While everyone will approach the new year differently, Mankad says we can slightly adjust our mentality when it comes to resolutions. "You know, with a resolution, you either get it or you don't. But, if you make something a priority, then it's not really about winning or losing. Then, you can take it a bit easier on yourself."

Meanwhile, for those who lost someone or something important to them, Mankad acknowledges there is no one right way to grieve or move forward.

"If it's something that you can process with your friends and family, maybe with your faith community, that's wonderful," Mankad goes on to say that another avenue could be to seek counseling.
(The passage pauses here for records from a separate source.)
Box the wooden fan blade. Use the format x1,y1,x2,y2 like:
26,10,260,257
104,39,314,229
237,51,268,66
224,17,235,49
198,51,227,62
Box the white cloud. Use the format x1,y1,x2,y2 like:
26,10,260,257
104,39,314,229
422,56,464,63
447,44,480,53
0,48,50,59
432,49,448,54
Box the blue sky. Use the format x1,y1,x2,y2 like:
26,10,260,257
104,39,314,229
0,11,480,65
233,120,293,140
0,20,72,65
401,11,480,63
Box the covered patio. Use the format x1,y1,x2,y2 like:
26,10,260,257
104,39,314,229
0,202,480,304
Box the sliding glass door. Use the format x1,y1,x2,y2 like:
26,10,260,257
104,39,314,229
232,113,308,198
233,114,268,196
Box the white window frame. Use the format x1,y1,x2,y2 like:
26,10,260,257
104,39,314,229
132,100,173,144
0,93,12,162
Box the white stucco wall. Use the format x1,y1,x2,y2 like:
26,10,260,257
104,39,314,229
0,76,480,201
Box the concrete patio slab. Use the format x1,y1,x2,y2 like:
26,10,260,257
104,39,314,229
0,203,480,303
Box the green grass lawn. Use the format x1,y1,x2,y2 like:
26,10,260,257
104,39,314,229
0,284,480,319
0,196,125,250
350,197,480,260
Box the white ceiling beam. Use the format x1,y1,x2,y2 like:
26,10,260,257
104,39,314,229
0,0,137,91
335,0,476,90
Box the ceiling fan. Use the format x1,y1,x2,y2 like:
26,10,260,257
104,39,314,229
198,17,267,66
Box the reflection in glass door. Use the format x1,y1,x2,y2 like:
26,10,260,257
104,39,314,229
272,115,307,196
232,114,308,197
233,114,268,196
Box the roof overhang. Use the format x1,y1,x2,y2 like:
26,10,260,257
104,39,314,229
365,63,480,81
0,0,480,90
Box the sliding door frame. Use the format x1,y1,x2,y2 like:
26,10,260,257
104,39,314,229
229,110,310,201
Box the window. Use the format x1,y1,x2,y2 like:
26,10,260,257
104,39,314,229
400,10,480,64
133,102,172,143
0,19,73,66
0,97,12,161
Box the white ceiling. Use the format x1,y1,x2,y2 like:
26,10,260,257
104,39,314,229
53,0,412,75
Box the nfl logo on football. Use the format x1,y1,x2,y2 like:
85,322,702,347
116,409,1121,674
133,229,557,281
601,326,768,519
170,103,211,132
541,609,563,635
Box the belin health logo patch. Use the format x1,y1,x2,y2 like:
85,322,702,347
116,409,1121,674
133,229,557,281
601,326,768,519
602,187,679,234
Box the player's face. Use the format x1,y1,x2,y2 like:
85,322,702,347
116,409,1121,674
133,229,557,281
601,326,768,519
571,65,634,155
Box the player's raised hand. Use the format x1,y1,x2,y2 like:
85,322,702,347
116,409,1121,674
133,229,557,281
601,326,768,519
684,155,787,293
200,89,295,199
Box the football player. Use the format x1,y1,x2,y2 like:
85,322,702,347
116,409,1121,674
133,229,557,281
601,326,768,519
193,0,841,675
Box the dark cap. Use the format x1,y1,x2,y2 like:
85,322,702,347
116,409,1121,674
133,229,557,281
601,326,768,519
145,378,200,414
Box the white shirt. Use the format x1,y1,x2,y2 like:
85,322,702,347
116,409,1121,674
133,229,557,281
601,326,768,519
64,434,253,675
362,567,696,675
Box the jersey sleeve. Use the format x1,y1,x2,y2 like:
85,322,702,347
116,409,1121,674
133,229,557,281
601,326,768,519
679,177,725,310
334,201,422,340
As far as a 2021 mindset, the psychiatrist encourages people to be prepared to be flexible. "I think that the year 2021 is going to require us to be flexible in ways that we couldn't dream of in 2020."

Mankad tells Eyewitness News he reached out to his 14-year-old daughter on how she plans to approach the next 365 days. Her daughter and her friends came back with a list:

  • Prioritize mental health
  • Keep faith that things will get better
  • Get good sleep
  • Follow the rules, even though it's hard
  • Don't succumb to peer pressure.

While the fifth point may apply more towards teenagers, Mankad tells ABC 11 that he believes these are all points that we can apply to our own lives.

He also suggests that we evaluate ourselves inward and outward, making sure we prioritize making a positive impact in our community or personal circle.